My name is Anthony Marcum, and I am a fellow with the Governance Project at the R Street Institute. The R Street Institute is a nonprofit, nonpartisan public policy research organization whose mission is to engage in substantive policy research and legislative outreach. Much of my current work focuses on our separation-of-powers system, including policy matters that affect the federal judiciary. My background includes time as both an attorney and federal law clerk, which has shaped my research and interest in this important topic.
To begin, it is undeniable that more federal judgeships are needed. For years—and across presidential administrations—the nonpartisan Judicial Conference of the United States, the national policymaking body for the federal courts, has pressed Congress to authorize additional judgeships. And throughout the years, members on both sides of this Committee have introduced or supported legislation that would create additional judgeships.

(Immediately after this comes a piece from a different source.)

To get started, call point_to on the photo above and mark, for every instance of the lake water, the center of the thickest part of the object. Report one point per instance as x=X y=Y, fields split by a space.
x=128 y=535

In the subsequent thirty years, the U.S. population and civil filings in federal courts have soared, and case delays have worsened. Yet, for three decades, the number of federal judgeships has stayed nearly the same. This creates real-world harm. As I have argued before, “Mounting caseloads create significant case delays and unneeded legal uncertainties, which fuel greater litigation costs and impose significant hardship on individuals and businesses across the country.”
This problem is not solved simply by filling every available judicial vacancy. District courts in Delaware, Florida, Indiana, Louisiana, and Texas, for example, have no vacancies, but nevertheless have weighted filings well over the recommended limit for each district judge. Similarly, of the twenty-seven district courts and one circuit court for which the Judicial Conference has requested additional judgeships, a significant number similarly have no vacancies.
Fortunately, Congress can resolve this judicial capacity crisis. And judging by its past actions, a majority of lawmakers agree that something must be done. Therefore, the only questions that remain are when and how Congress will intervene. Regrettably, the political reality is that bipartisan legislation is difficult to pass. And effective legislation is all the more difficult when it comes to judgeships, as one political party has little incentive to award a president of another party the chance to nominate additional federal judges.
There are a number of proposals to untie this political knot. Most, however, require overlong timelines. The reasoning goes that since no one can expect who the next president will be, it is only fair to stagger judgeships for a number of years over the next one or two administrations. Although well-intentioned, the capacity crisis is happening now, and thirty years for sufficient
judgeships is long enough.
A faster and more effective solution would be to temporarily expand the federal magistrate judge system until Congress can deliver long-term judgeship reform. This proposal is explained in detail in an article I recently wrote for the Cincinnati Law Review. That piece is attached to this letter.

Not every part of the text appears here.